Quiet daily competence, with high stakes and total concentration. A recent sample from the skies over Dulles Airport.
The purpose of this post is to let you hear a sample of the real-life workings of airline professionals, as they respond to what could have been a dangerous situation—and fortunately wasn’t. It’s a theme I’ve mentioned many times before, including here and here.
The 11 minutes and 45 seconds of the audio clip capture transmissions around Dulles airport this past Thursday, January 27, shortly after noon.¹ Through the first eight minutes, you’ll hear a female controller working Dulles approach. These approach controllers guide planes just after they take off from Dulles (or nearby small airports like Leesburg), and just before they land.
Through the remaining time you hear a male controller from Dulles tower. Tower controllers give pilots “cleared for takeoff” instructions and direct them during the first stages of the climb away from the runway. Then they pass responsibility to the next controllers, called “approach” or “departure” depending which way the plane is going. Tower also clears planes for landing, and instructs them through the last minute or so before they touch down.
The minutes you’ll hear on the clip roughly match the plane’s journey along the red-line path, which it flew in a clockwise direction. I’m including a wider-view version of the map for orientation:
The summary of what happens is:
Let’s go to the tape.
Here are some guides to what you’ll hear, in the 11:45 segment above.
—For the first 30 seconds, the approach controller is handling routine traffic in and out. This is how things normally sound, and gives an idea of how much controllers must keep track of.
—Around time 0:30, you first hear “SkyWest 3857” check in. The pilot calmly says, “We’ve got a mechanical situation here…”

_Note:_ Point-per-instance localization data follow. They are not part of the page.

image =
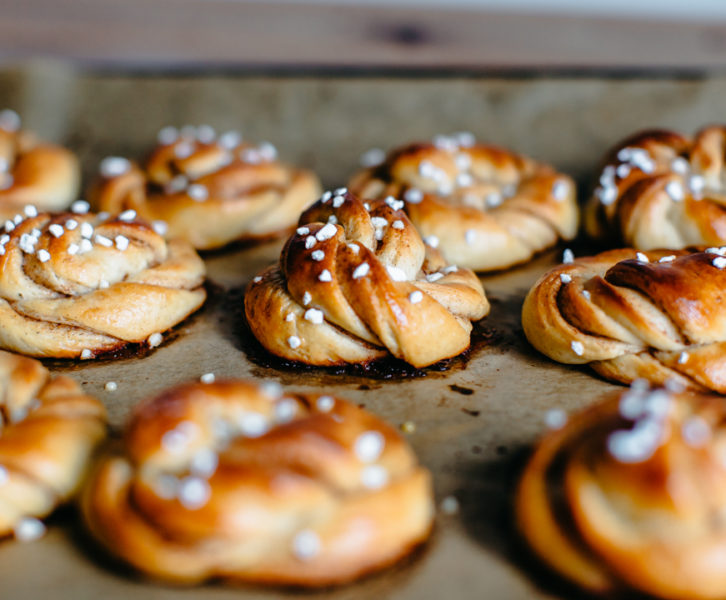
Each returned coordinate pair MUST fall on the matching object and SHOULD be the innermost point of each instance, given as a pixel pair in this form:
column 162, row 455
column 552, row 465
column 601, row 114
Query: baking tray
column 473, row 423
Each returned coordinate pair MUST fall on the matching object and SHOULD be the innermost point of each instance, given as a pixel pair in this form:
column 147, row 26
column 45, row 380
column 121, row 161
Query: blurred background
column 368, row 34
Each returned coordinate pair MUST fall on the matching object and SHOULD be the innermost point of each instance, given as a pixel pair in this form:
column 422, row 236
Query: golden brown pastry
column 235, row 480
column 32, row 172
column 661, row 189
column 356, row 283
column 485, row 208
column 78, row 285
column 48, row 430
column 209, row 190
column 630, row 493
column 655, row 315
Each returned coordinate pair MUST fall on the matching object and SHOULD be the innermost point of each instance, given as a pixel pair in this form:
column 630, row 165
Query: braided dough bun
column 485, row 208
column 209, row 190
column 49, row 430
column 33, row 172
column 234, row 480
column 630, row 493
column 654, row 315
column 361, row 287
column 77, row 285
column 660, row 189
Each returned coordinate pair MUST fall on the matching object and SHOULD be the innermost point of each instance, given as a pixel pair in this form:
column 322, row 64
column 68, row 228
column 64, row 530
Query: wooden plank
column 201, row 33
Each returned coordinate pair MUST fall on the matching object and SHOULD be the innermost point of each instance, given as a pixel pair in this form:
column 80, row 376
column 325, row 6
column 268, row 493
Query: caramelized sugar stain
column 234, row 326
column 461, row 390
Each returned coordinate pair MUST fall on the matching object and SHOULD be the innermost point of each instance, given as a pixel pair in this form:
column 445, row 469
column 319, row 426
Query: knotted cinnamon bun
column 239, row 481
column 661, row 189
column 655, row 315
column 209, row 190
column 485, row 208
column 78, row 285
column 630, row 494
column 356, row 283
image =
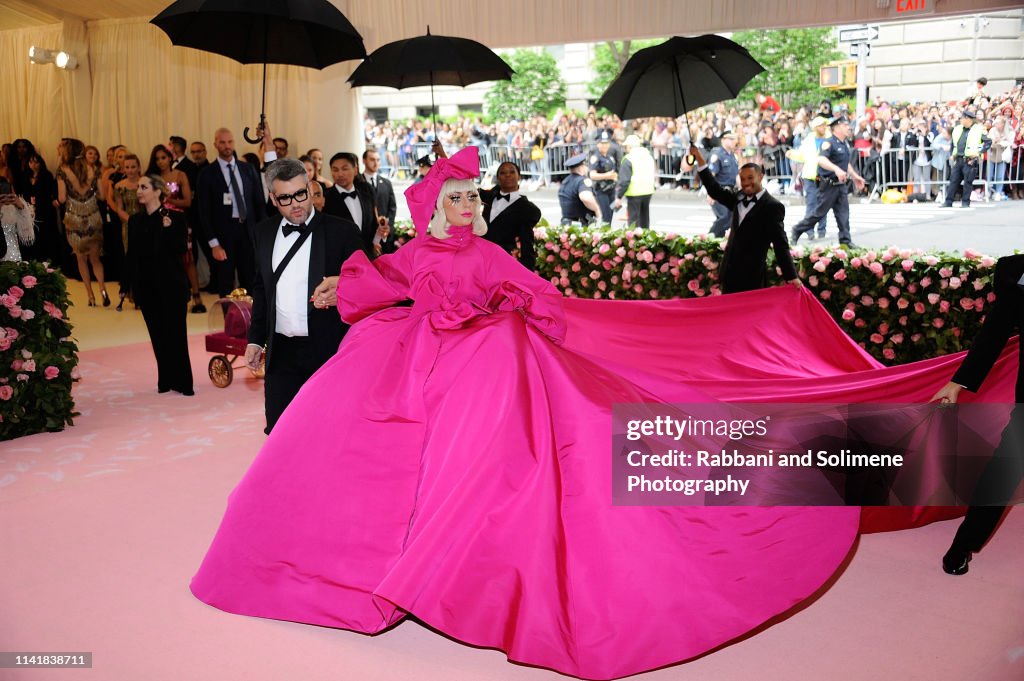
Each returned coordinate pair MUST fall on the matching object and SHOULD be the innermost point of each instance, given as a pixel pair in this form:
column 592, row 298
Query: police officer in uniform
column 602, row 171
column 835, row 168
column 969, row 142
column 577, row 193
column 725, row 168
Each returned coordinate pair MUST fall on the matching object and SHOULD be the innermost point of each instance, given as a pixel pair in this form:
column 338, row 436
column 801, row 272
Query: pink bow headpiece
column 422, row 197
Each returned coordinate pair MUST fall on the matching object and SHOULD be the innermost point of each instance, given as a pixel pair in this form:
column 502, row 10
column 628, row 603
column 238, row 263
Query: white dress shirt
column 292, row 298
column 352, row 203
column 498, row 206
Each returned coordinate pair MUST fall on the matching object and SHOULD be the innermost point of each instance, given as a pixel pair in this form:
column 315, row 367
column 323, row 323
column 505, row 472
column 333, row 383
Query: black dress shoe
column 955, row 561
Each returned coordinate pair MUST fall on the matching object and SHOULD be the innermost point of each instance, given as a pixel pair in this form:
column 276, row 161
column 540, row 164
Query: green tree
column 792, row 58
column 609, row 57
column 537, row 87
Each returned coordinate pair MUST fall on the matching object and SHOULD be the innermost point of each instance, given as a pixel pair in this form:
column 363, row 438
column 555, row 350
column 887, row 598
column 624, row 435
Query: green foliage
column 792, row 58
column 38, row 359
column 609, row 57
column 537, row 87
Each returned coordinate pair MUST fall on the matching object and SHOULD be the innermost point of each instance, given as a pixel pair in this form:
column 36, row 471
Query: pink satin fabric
column 453, row 461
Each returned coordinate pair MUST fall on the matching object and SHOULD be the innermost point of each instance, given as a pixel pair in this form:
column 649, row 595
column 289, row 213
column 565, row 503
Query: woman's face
column 461, row 207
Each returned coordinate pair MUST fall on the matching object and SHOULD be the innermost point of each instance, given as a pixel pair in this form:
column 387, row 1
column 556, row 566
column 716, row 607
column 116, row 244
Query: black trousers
column 289, row 367
column 639, row 209
column 965, row 170
column 995, row 487
column 241, row 258
column 165, row 320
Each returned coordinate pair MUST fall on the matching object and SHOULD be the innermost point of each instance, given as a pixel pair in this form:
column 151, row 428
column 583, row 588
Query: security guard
column 577, row 193
column 602, row 171
column 725, row 168
column 970, row 141
column 834, row 169
column 808, row 155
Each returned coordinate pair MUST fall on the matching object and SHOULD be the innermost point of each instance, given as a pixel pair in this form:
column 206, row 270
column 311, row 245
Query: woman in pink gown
column 462, row 474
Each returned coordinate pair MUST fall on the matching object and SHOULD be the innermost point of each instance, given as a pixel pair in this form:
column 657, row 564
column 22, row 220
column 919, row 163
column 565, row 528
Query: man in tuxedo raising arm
column 296, row 252
column 756, row 219
column 1004, row 472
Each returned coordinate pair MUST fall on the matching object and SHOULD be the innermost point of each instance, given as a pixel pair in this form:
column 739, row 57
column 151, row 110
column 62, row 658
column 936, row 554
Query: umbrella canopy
column 679, row 75
column 301, row 33
column 430, row 60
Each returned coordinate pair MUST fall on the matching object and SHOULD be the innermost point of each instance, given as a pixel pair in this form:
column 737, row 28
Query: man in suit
column 230, row 204
column 382, row 189
column 353, row 201
column 757, row 223
column 1004, row 472
column 511, row 216
column 296, row 252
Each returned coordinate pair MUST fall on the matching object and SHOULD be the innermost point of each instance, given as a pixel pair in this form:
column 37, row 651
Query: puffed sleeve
column 366, row 287
column 515, row 288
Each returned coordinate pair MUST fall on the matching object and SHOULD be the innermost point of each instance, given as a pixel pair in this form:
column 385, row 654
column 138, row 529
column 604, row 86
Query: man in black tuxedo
column 383, row 192
column 230, row 204
column 296, row 252
column 352, row 199
column 510, row 216
column 757, row 224
column 1004, row 472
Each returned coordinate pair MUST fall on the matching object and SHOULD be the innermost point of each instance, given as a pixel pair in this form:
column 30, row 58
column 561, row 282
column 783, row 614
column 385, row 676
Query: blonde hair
column 438, row 224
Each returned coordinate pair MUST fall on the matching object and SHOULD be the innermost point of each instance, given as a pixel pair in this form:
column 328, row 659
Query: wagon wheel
column 220, row 371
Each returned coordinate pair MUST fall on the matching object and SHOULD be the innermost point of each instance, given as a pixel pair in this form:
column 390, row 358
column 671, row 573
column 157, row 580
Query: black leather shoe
column 955, row 561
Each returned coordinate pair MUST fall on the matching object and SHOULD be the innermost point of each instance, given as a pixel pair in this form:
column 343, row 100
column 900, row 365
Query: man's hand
column 326, row 294
column 253, row 354
column 948, row 393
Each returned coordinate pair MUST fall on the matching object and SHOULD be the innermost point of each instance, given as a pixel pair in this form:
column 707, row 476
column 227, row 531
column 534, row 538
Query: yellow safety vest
column 642, row 180
column 974, row 136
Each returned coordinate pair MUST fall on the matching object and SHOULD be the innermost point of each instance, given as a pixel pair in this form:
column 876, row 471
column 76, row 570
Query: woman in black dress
column 511, row 216
column 156, row 243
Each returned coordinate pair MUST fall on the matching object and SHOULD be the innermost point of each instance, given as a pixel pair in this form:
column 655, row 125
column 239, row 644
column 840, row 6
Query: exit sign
column 905, row 8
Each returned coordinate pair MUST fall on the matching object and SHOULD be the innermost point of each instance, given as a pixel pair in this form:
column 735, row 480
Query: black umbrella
column 679, row 75
column 301, row 33
column 430, row 60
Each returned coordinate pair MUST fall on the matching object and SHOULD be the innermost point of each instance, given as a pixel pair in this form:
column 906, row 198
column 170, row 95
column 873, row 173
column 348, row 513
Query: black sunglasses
column 286, row 199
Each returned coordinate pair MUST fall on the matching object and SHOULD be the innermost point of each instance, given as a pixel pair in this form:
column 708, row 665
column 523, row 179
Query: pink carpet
column 102, row 525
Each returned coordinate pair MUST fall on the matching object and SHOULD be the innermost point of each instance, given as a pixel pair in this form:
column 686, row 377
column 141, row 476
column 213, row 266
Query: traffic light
column 839, row 75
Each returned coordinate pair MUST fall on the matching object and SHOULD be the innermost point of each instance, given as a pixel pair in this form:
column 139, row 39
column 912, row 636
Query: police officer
column 602, row 171
column 834, row 169
column 577, row 193
column 725, row 168
column 969, row 142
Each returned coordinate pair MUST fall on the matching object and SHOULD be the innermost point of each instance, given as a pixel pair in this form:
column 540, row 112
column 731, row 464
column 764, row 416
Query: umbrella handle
column 257, row 140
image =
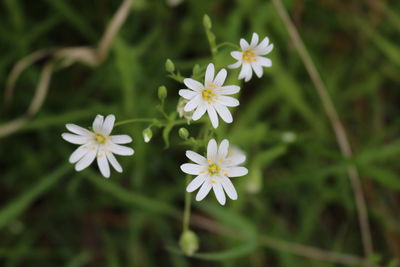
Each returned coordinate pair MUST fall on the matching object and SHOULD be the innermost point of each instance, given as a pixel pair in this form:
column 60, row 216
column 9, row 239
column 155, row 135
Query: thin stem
column 187, row 209
column 337, row 125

—Around 0:55, after dealing with some other planes, the controller asks, “Do you need any assistance?” You’ll hear the back and forth over the next minute, and then some silence until around 2:00.
—Around time 2:30, the controller starts directing (“vectoring”) the plane on its sequence of right-hand turns back to Dulles. You’ll notice throughout this clip the way she and her counterpart at Dulles tower deal with this plane’s problems while keeping track of the many other flights.
—Between 2:50 and 5:00, you’ll hear the back-and-forth as the controller asks if the crew is declaring an emergency. The pilot says, purely matter-of-fact, “Yeah, we’ll go ahead and declare an emergency at this time.” Later the controller asks if the crew will need “the equipment.” That’s code for bringing fire trucks and rescue vehicles to the runway, in anticipation of a possible crash landing. The pilot says, similarly deadpan, “we’ll take the equipment.”
—If you’ve gotten this far, you can follow the rest of the sequence. The pilot says he has “airport in sight.” The approach controller clears him for a “visual approach” and passes him to the tower controller, around time 8:15. The pilot checks in with Dulles tower (around 8:30) and asks for visual confirmation that his landing gear is in place (around 9:50). The tower controller clears the plane for landing; it touches down; and the drama is over. I assume that the passengers deplaned, resigned to yet another case of travel inconvenience and delay. I don’t know what the pilot told them en route. But presumably most were unaware of the coordination over the airwaves and in the skies that had kept them all safe.
—The only stage business in this last part that might not be obvious is an exchange between Dulles Tower and a ground-crew team (“Ops 2”). They agree that as soon as the emergency-status inbound plane has touched down, they will declare that whole 11,500-foot runway closed. That’s because at this point the fire trucks and rescue vehicles are poised, and no one knows what will happen when the plane arrives.
Quiet daily competence, in action. This is what it sounds like.
I’ve now taken about as long to explain the potential drama as it consumed in real time. For those who have ever been passengers—or have an interest in teamwork, or in the value of procedures, or in trained unflappability under pressure, or in the ability to handle many matters while focusing on one—I think you will find this clip revealing.
I have no idea who any of these people are. I know that they all did their jobs calmly, carefully, and very well.